When to use charge-derived product versus analytical product measurement
If faradaic efficiency is known independently from gas chromatography, NMR, HPLC, UV-Vis, or mass spectrometry, then charge-derived product estimation is highly useful and quick. However, if FE is uncertain or fluctuates strongly during the run, direct analytical product quantification is preferred and can then be used to back-calculate FE. In many high-quality studies, both approaches are reported: charge confirms the electrical throughput, while analytical quantification confirms chemical identity and selectivity.
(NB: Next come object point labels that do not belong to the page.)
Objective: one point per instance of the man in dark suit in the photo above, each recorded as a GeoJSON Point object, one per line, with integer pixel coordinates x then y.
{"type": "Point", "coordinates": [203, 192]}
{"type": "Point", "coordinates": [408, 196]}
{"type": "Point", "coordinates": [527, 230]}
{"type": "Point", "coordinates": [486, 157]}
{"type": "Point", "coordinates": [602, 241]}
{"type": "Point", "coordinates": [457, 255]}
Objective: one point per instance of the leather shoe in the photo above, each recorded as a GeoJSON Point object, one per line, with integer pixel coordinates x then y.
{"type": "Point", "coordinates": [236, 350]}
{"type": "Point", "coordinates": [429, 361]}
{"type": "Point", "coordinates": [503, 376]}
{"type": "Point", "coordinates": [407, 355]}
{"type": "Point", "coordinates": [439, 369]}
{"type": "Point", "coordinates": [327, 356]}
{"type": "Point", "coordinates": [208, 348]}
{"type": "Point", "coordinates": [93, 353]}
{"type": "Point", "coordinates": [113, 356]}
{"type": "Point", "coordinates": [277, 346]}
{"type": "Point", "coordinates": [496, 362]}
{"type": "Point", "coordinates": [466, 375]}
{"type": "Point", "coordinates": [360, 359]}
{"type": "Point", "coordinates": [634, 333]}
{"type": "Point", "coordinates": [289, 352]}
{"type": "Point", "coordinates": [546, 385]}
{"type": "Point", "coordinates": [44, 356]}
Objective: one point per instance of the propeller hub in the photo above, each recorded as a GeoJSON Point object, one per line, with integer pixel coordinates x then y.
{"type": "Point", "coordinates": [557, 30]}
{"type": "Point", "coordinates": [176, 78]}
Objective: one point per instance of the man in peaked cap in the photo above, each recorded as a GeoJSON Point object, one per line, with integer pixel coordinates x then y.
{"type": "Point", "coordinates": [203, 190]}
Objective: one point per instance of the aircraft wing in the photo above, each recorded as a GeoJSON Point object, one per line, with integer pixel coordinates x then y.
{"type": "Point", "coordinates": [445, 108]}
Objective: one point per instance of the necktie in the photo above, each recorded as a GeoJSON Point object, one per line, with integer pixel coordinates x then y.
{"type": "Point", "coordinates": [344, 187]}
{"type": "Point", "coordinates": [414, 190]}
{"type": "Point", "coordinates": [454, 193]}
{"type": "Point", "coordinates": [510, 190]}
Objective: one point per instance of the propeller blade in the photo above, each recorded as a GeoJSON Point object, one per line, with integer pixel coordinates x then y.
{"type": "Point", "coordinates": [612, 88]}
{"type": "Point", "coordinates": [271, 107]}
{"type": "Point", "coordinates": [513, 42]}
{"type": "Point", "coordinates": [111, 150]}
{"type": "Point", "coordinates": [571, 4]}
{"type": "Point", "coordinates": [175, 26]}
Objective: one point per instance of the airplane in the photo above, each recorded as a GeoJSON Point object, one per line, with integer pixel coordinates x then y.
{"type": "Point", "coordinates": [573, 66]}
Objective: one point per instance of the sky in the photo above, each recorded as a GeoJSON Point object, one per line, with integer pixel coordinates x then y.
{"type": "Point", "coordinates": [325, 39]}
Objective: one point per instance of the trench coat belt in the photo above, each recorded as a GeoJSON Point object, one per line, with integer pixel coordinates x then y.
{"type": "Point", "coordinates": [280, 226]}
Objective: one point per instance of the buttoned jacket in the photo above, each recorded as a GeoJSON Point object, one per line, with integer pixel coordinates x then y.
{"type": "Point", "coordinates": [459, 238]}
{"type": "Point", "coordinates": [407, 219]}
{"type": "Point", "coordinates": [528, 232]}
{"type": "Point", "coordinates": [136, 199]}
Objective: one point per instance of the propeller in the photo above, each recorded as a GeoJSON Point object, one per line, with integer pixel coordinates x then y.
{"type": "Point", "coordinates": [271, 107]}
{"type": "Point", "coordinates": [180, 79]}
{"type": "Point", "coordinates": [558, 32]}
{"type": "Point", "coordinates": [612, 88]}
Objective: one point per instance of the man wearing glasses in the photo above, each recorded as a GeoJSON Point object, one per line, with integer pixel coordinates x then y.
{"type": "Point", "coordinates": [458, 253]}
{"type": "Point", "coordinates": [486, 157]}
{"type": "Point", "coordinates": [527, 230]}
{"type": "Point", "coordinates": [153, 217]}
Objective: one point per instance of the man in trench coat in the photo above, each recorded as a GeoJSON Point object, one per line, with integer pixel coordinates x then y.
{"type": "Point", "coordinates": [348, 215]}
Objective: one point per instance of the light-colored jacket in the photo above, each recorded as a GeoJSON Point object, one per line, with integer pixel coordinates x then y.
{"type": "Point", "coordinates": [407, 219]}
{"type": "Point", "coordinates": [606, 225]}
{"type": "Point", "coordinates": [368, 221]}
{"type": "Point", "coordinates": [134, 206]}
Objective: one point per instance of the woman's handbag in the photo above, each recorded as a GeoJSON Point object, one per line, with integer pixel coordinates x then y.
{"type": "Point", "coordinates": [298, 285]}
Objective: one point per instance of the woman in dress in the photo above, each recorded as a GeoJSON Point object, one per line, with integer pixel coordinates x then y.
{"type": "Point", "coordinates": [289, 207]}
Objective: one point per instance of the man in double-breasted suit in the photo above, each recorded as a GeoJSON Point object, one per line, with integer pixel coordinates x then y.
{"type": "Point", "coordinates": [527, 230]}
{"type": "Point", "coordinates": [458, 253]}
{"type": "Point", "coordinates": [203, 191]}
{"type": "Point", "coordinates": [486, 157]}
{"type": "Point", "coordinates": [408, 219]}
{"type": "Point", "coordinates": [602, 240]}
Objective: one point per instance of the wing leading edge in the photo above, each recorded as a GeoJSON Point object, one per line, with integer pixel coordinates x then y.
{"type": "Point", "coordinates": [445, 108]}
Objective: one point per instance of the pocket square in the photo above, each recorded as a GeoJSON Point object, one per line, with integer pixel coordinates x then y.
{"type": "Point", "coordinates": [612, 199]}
Authoritative references and further reading
For rigorous electrochemical constants, methods, and educational reference material, consult these authoritative sources:
- NIST: Faraday constant reference data
- LibreTexts Chemistry: essential electrochemical constants
- Penn State: electrochemistry and Faraday’s law overview
Final takeaway
The best way to think about turnover calculation for catalysts for charge passed is as a chain of accountability from electricity to chemistry to catalyst-normalized performance. Charge tells you how many electrons moved. Faradaic efficiency tells you what fraction of those electrons made the product you care about. Electron stoichiometry converts electrons into product molecules. Catalyst loading and active-site fraction convert product formation into TON. Add time, and you obtain TOF. When these pieces are reported carefully, catalyst comparisons become far more meaningful and reproducible.